Saturday, March 23, 2019

Fathers and Finances


Blog Check Week 10
This week in class we talked about the topic of “Father’s and Finances.” This was a really interesting thing to talk about. In the church, we tend to have fathers be the primary providers, or the “breadwinners.” The wives stay at home and take care of the children and housework. According to research, women tend to do 35% more work in the home compared to their husbands. Although I do appreciate the work that men do to provide for their families, I think that they should take more part in things at home. They created the children too, after all. We talked about the importance of living on less and learning to live within your means. You might not be able to have everything you want, but it will be worth it when you don’t have the stress of being in debt. My professor told this story about the family who made well over enough money every year, but they spent it all on things that didn’t matter that they could never make ends meet and pay their bills. You don’t want that at all.  It’s not how much money you make, it’s what you do with it.
            We also talked about how in the world, there is a trend in families to have both parents working outside the home and bringing in money. The truth is, is that this doesn’t really make that much of a difference. My professor talked about the TV show that he was once where a couple who both worked outside of the home was featured. The husband made 42,000 dollars a year and the wife made 21,000 dollars a year. An accountant crunched the number and revealed to them that in reality, they make 40, 500 dollars a year. He asked them “are you going to give up the time you could be spending with your children and family for 1500 dollars a year?” This was a real eye-opening experience for that family. They were upset of course but it just goes to show that it is not completely necessary.
Next, we talked about how to balance work and recreation in the family. How to you encourage children to work and contribute to the home while still making it a somewhat enjoyable, teachable experience? Some suggestions that were made were
-          Do it together, make it fun, and add music
-          Create a sense of unity
-          Don’t pay kids to work. They do less and they resent it more.

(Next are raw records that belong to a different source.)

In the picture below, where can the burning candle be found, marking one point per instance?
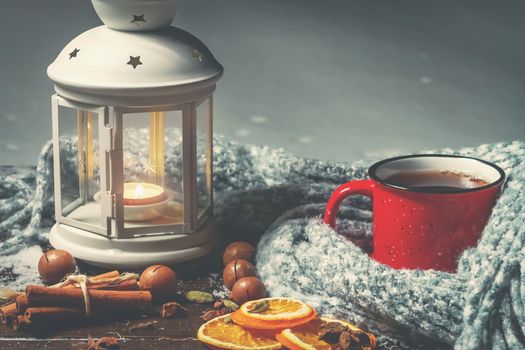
(139, 193)
(143, 201)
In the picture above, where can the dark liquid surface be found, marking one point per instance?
(435, 181)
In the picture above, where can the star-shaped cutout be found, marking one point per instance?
(196, 54)
(134, 61)
(138, 20)
(150, 168)
(73, 53)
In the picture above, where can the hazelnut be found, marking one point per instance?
(248, 288)
(238, 250)
(160, 280)
(235, 270)
(54, 265)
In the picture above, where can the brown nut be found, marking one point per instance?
(235, 270)
(160, 280)
(54, 265)
(248, 288)
(238, 250)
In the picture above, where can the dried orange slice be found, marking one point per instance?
(306, 337)
(277, 313)
(222, 333)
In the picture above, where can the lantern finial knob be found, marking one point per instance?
(137, 15)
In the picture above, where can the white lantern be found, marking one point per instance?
(132, 138)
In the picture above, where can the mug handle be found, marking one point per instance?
(363, 187)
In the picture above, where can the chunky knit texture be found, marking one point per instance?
(263, 190)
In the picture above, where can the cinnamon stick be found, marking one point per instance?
(18, 322)
(100, 299)
(21, 304)
(110, 274)
(7, 312)
(51, 315)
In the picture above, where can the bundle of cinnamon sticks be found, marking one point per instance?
(107, 294)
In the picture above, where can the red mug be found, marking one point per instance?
(424, 227)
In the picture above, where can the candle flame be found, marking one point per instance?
(139, 191)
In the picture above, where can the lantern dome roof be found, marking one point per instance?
(115, 67)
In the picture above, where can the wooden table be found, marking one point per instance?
(175, 333)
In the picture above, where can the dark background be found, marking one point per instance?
(322, 78)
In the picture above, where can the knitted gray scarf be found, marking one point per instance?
(263, 190)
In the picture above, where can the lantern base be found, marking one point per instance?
(132, 253)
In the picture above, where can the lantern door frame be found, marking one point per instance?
(111, 168)
(104, 145)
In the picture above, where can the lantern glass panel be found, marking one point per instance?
(204, 158)
(79, 166)
(153, 173)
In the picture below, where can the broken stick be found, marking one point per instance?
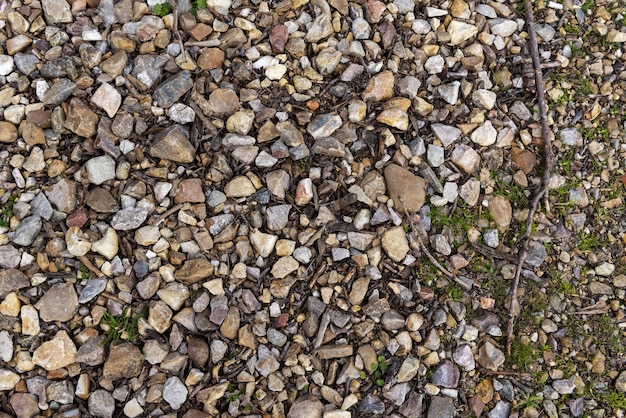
(548, 159)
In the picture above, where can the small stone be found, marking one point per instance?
(446, 375)
(434, 64)
(181, 113)
(304, 192)
(441, 407)
(284, 266)
(484, 98)
(485, 135)
(450, 92)
(173, 144)
(56, 353)
(129, 218)
(239, 187)
(278, 38)
(190, 190)
(464, 357)
(380, 87)
(605, 269)
(78, 243)
(27, 231)
(571, 137)
(59, 92)
(395, 243)
(501, 211)
(6, 347)
(446, 134)
(8, 132)
(615, 36)
(124, 361)
(395, 118)
(107, 98)
(490, 357)
(440, 244)
(332, 351)
(323, 126)
(100, 169)
(466, 158)
(194, 270)
(172, 89)
(108, 245)
(174, 392)
(81, 119)
(101, 404)
(223, 102)
(503, 27)
(57, 11)
(306, 407)
(407, 190)
(49, 308)
(461, 32)
(7, 64)
(491, 238)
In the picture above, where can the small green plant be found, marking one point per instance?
(529, 400)
(123, 327)
(6, 213)
(588, 242)
(379, 368)
(162, 9)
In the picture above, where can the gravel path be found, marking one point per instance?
(309, 209)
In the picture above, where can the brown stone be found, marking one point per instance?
(194, 271)
(224, 102)
(8, 132)
(125, 361)
(33, 134)
(407, 190)
(190, 190)
(524, 159)
(12, 280)
(81, 119)
(211, 58)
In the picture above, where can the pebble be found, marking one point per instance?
(485, 135)
(129, 218)
(124, 361)
(27, 231)
(49, 308)
(173, 144)
(172, 89)
(58, 352)
(464, 357)
(107, 98)
(490, 357)
(174, 392)
(100, 169)
(101, 404)
(395, 243)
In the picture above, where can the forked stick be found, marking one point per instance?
(548, 158)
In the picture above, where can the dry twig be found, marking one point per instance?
(548, 158)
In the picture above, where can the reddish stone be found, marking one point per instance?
(78, 218)
(278, 38)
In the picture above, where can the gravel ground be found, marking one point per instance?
(309, 208)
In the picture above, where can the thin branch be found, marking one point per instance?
(432, 258)
(548, 159)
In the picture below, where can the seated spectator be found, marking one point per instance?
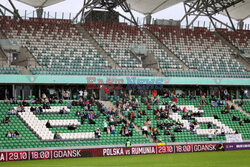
(9, 134)
(246, 120)
(172, 137)
(235, 118)
(32, 109)
(78, 113)
(69, 106)
(16, 134)
(209, 125)
(55, 135)
(48, 125)
(240, 123)
(222, 131)
(6, 101)
(145, 130)
(97, 133)
(167, 132)
(216, 116)
(177, 129)
(6, 120)
(11, 112)
(241, 103)
(63, 111)
(112, 127)
(71, 127)
(108, 130)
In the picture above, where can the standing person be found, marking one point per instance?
(221, 146)
(105, 125)
(210, 135)
(80, 94)
(106, 94)
(172, 137)
(128, 143)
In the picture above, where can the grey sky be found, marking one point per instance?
(73, 6)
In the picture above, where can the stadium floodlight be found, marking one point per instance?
(108, 5)
(208, 8)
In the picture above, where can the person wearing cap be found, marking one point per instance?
(128, 143)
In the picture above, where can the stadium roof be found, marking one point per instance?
(239, 12)
(40, 3)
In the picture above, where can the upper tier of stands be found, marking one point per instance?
(117, 39)
(28, 139)
(60, 48)
(239, 38)
(199, 48)
(9, 70)
(56, 44)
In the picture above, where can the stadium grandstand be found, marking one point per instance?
(93, 81)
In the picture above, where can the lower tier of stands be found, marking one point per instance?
(9, 70)
(83, 71)
(206, 74)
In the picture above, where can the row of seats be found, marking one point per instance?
(29, 138)
(207, 112)
(9, 70)
(239, 38)
(198, 48)
(206, 74)
(118, 40)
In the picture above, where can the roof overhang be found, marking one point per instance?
(40, 3)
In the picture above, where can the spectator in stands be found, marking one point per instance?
(105, 126)
(6, 101)
(59, 136)
(235, 118)
(128, 143)
(177, 129)
(9, 135)
(241, 103)
(108, 130)
(97, 133)
(172, 137)
(246, 120)
(222, 131)
(210, 135)
(90, 118)
(209, 125)
(216, 116)
(71, 127)
(48, 125)
(245, 94)
(78, 113)
(6, 120)
(145, 130)
(82, 118)
(240, 123)
(55, 135)
(69, 105)
(112, 128)
(16, 134)
(11, 101)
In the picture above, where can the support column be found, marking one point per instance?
(148, 19)
(39, 12)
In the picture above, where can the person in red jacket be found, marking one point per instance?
(148, 107)
(106, 94)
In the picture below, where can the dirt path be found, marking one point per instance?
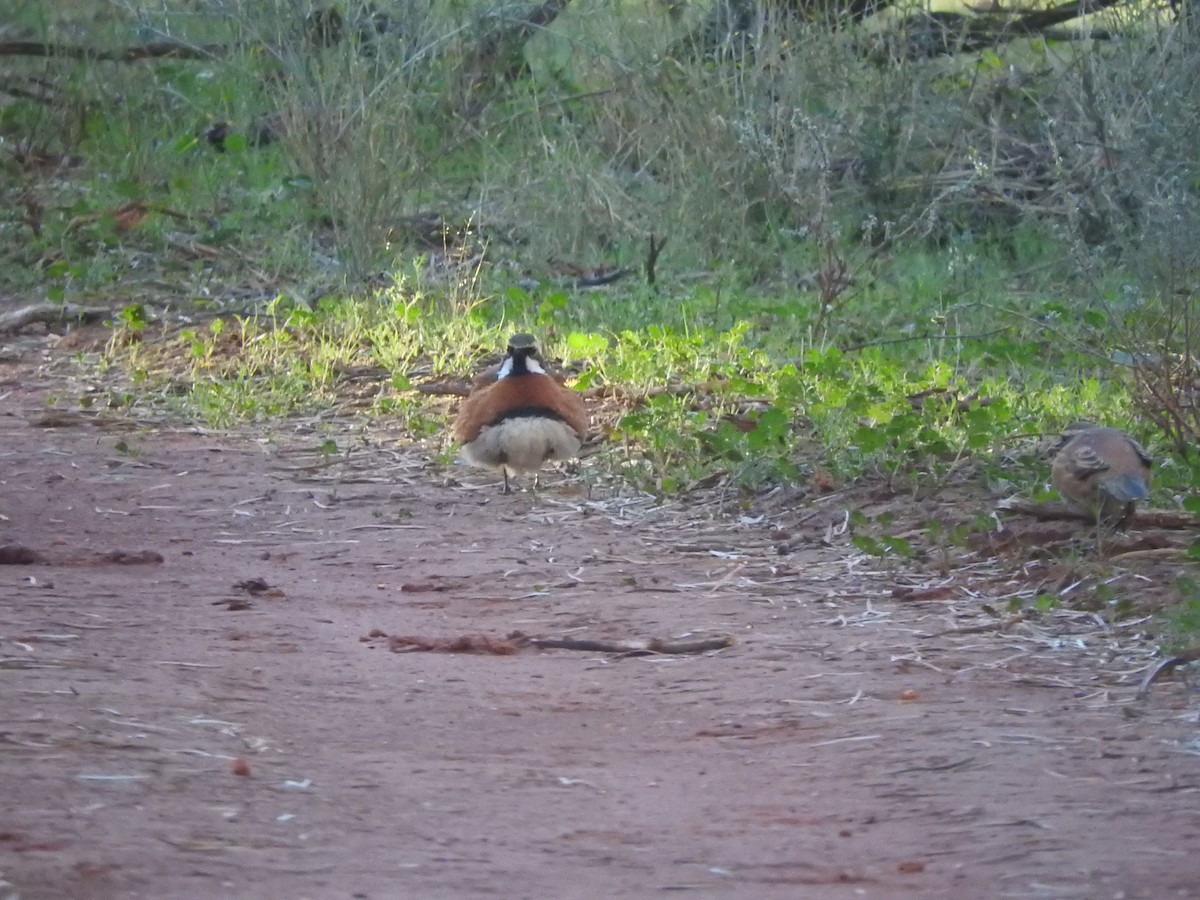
(844, 747)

One cool thing that was said was “the more menial the labor the easier you can connect with others and talk.” I think this is true for families who need to spend time together. Another interesting thing that happened in Denmark was that they made work optional and suicide rates significantly increased. Work is something that humans need! Work helps make them feel important and prepares children for marriage.
One thing growing up that I resented was that my parent’s kind of just told us what to do. It seemed demeaning and honestly just made me angry. I wish they would have said “hey, let’s do the dished together” or okay lets all work on this one bathroom!” I don’t want my children to grow up with a skewed view of helping out in the household and have them hate it. I want to make it a fun bonding experience that we can enjoy together. I remember I went down to Utah one weekend and I stayed with my friend’s family. They all went outside and cleaned up leaves together. There was no fighting or arguing, and they seemed to genuinely enjoy each other’s company. Ever since they I have kept that as a goal for my future family.